En conséquence, le Tribunal déclare invalides et inopérants les articles 35 et 38 du Règlement sur l’embauche et la mobilité des salariés dans l’industrie de la construction et non écrite les clauses 15.01 et 15.03 des conventions collectives du secteur institutionnel et commercial ainsi que celle du secteur industriel. Par ailleurs, il est important de noter que le juge suspend sa décision jusqu’au renouvellement des conventions collectives, lesquelles expirent le 30 avril 2021. C’est donc dire que le statu quo perdure pour le moment.

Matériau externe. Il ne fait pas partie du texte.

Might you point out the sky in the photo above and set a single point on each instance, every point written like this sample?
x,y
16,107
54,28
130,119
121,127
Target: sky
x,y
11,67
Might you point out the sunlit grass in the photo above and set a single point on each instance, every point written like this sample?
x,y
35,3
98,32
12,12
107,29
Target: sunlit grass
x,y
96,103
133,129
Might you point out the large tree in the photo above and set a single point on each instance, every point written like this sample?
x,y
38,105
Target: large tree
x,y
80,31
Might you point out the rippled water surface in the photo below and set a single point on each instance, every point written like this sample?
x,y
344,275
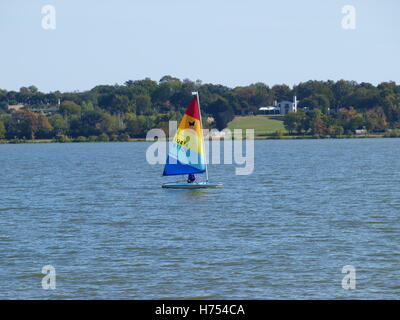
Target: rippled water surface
x,y
96,212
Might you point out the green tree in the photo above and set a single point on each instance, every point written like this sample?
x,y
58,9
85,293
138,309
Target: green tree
x,y
2,130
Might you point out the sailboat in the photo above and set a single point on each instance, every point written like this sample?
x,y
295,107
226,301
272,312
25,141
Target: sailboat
x,y
186,151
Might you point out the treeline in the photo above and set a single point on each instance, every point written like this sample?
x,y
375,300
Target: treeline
x,y
120,112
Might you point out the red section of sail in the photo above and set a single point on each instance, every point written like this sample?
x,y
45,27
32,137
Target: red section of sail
x,y
193,109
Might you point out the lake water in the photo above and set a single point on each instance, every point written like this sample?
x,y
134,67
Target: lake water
x,y
96,212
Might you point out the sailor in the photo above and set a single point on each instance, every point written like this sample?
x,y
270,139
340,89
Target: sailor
x,y
191,178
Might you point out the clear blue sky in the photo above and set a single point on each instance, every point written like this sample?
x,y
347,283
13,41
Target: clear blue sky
x,y
229,42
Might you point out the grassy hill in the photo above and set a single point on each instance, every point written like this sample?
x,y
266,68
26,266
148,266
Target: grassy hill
x,y
263,125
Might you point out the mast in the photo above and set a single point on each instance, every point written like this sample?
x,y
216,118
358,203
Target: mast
x,y
202,138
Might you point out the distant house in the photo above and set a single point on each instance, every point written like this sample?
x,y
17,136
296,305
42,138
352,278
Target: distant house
x,y
281,107
15,107
269,110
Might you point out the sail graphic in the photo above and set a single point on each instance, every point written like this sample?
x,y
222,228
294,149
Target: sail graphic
x,y
186,152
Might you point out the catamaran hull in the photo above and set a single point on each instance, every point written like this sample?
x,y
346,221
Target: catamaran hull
x,y
184,185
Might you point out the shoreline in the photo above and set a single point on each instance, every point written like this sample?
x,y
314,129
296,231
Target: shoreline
x,y
283,137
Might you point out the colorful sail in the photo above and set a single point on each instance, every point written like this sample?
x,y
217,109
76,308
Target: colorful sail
x,y
186,154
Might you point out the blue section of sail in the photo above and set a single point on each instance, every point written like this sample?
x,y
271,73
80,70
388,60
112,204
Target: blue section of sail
x,y
175,167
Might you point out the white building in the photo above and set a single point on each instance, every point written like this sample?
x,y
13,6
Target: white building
x,y
282,107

Spécificité de la convention du secteur génie civil et voirie
Contrairement aux conventions collectives des secteurs institutionnel/commercial et industriel qui comportent pour plusieurs métiers des ratios de salariés préférentiels, la convention du secteur génie civil et voirie prévoit déjà la mobilité provinciale des salariés de la plupart des métiers et ce, peu importe le statut de salarié préférentiel. Pour plus de détail, nous vous référons à la liste prévue à la clause 15.12 de la convention et aux exceptions qui y sont mentionnées. La décision ne changera donc pas les règles en ce qui concerne ces salariés. Là où la décision du juge administratif Gagnon aura un impact dans le secteur génie civil et voirie, c’est pour les métiers et occupations qui ne bénéficient pas de la mobilité provinciale. Pour ces derniers le principe de priorité régionale d’embauche demeure jusqu’à l’entrée en vigueur des prochaines conventions collectives.
Position de l’ACRGTQ
Pour sa part, l’Association des constructeurs de routes et grands travaux du Québec (ACRGTQ) a toujours recommandé à ses membres d’embaucher localement la main-d’œuvre venant compléter le noyau de travailleurs « réguliers » de son entreprise. Malgré l’existence des clauses de mobilité provinciale, en tout temps, l’ACRGTQ et les partenaires de l’industrie de la construction ont trouvé les moyens de concilier les enjeux socio-économiques des régions ressources et les droits de gérance des entreprises tout en respectant les droits fondamentaux garantis par les chartes.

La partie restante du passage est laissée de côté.